13.7 Integration. This Agreement is the complete agreement and understanding of the parties with respect to the subject matter hereof, and supersedes any other agreement or understanding, written or oral.
13.8 Counterparts. This Agreement may be executed in two or more counterparts (and the signature pages may be delivered with ink or electronic signature or by facsimile or email), each will be deemed an original, but all together will constitute one and the same instrument.
13.9 Modification. This Agreement may be modified only through a written instrument signed by both parties. Should any provision of this Agreement be declared void or unenforceable, such provision will be deemed amended to achieve as nearly as possible the same economic effect as the original terms and the remainder of this Agreement will remain in full force and effect.
13.10 Conflicts. If a conflict arises between Customer’s purchase order terms and this Agreement, this Agreement shall take precedence. If a conflict arises between an SSC or MSA and these T&Cs, the SSC or MSA will take precedence.
13.11 Acceptable Use Policy.
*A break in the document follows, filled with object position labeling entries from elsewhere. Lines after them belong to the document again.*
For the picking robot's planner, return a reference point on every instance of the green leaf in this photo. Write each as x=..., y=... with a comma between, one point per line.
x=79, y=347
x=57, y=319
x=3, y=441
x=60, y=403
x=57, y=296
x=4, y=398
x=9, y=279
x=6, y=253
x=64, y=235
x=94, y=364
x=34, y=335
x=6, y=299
Customer shall comply with the BTC Acceptable Use Policy found at https://www.btconline.net/acceptable/. BTC shall have the right to immediately suspend or terminate the Services for any violation. BTC may update the BTC Acceptable Use Policy from time to time. References to the BTC Acceptable Use Policy shall mean the most updated version.
13.12 Address Space. BTC may assign IP addresses to Customer. Addresses assigned to Customer by BTC may only be used during the Term Payment Period.
13.13 Equipment. In event BTC provides equipment as part of the Services, Customer will use reasonable care to avoid damaging the equipment and Customer will not move, relocate, alter, or otherwise tamper such equipment. In event any of the equipment is damaged (except by BTC) or is not returned in good condition immediately upon termination of the Agreement, Customer shall pay the replacement or repair value of the equipment.
13.14 Arbitration: All disputes and claims associated with the Services may be asserted only through arbitration by the rules of the American Arbitration Association or through the Brantley County Magistrate Court. This includes, but is not limited to, claims based in contract, tort, statute, fraud, misrepresentation or any other legal theory. In magistrate’s court a party may only bring an individual action seeking only individualized relief for disputes or claims that are within the scope of that court’s authority, and only so long as the action remains in that court and is not removed or appealed to a court of general jurisdiction. This Section does not apply to requests for injunctive relief or an action to enforce the result of arbitration. In the event of litigation in court, the Parties unconditionally waive the right to a trial by jury.